Es gibt Tage, da möchte man auswandern, mit Pferdeäpfeln und Schlimmerem werfen oder irgend jemand den nackten A... zeigen. Wenigstens den Stinkefinger! Gestern war wieder einmal so ein Tag. Mit Kopfschmerzen und viel zu früh aufgewacht, draußen Dunkelheit und fiesester Sprühregen und auch sonst nichts Vernünftiges in der Planung.
Vormittags ist ein Besuch im Zollhauptamt angesagt. Normalerweise läuft ein Import so ab, dass man die Ware bzw. ein Muster bestellt und die Spedition bringt dann das Paket bis an die Haustür. Nicht so nach Äntschies Westpaket. Ich erwarte das Muster eines Abdecktuches aus einem Land, das assoziertes Mitglied der Europäischen Union ist und im Süden liegt. Der Zoll schickt mir einen Wisch, dass ich gefälligst vorzusprechen hätte, um mein Paket abzuholen und dabei die Geldbörse nicht vergessen soll. Denn selbstverständlich will man das Muster im Warenwert von geschlagenen 10 Euro verzollen. Passt zwar irgendwie, der Staat braucht Geld für die armen Bänker und unsere Kriegsabenteuer überall, macht mich aber trotzdem misstrauisch, denn vor rund 6 Wochen wurde ein Paket desselben Lieferanten problemlos und ohne Gebühren zugestellt. Wutschnaubend mache ich mich auf die 100 km lange Fahrt. Der Anwender und ich befinden uns in der Testphase. Da zählt jede Minute, das Paket ist sowieso schon überfällig.

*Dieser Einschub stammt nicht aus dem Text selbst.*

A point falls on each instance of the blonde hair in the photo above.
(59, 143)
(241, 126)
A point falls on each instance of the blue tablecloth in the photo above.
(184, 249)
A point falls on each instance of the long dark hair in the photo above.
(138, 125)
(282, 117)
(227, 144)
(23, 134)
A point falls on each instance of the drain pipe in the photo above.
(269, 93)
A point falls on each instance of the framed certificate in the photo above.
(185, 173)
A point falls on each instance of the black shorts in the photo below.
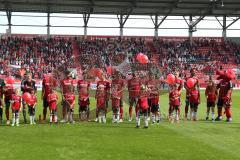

Im Hauptzollamt angekommen, mache ich erstmal meinem Ärger Luft. Nun gut, inzwischen - nach 20 Jahren - wissen wir, dass uns das gegenüber deutschen Beamten überhaupt nichts nutzt. Ich muß das Paket aufmachen, da man Tücher wohl nicht auf dem Röntgenapparat sieht.
Plötzlich steht ein dicker Filzstift* neben mir, der wohl im Moment nichts weiter zu tun hat. Er verschwindet erst, als ich den nunmehr leeren Karton umdrehe und bemerke, dass keine Panzer oder Stinger-Raketen drin sind. Der Dicke war wohl dazu gedacht, mit seinem Leib die Splitter meiner Tücherbombe aufzufangen. Auf eine Zollerhebung wird nun verzichtet, ich kann das Paket mit etwa einwöchiger Verspätung an mich nehmen und mich auf den Heimweg machen. Der Vormittag ist vertan. Einen Kommentar zu diesen Schikanen spare ich mir.
Abends dann dieser Artikel in "Spiegel online". Der gibt mir fast den Rest. Das,was am Rest noch fehlt, kommt wenig später dazu. Die Mächtigen in diesem Land sehen ihre Pfründe gefährdet, sie drehen durch. Da passt natürlich auch die Terror-Paranoia voll in das Bild und bietet den Vorwand für verschärfte Kontrollen und weitere Restriktionen gegen das eigene Volk. Wohin auswandern ?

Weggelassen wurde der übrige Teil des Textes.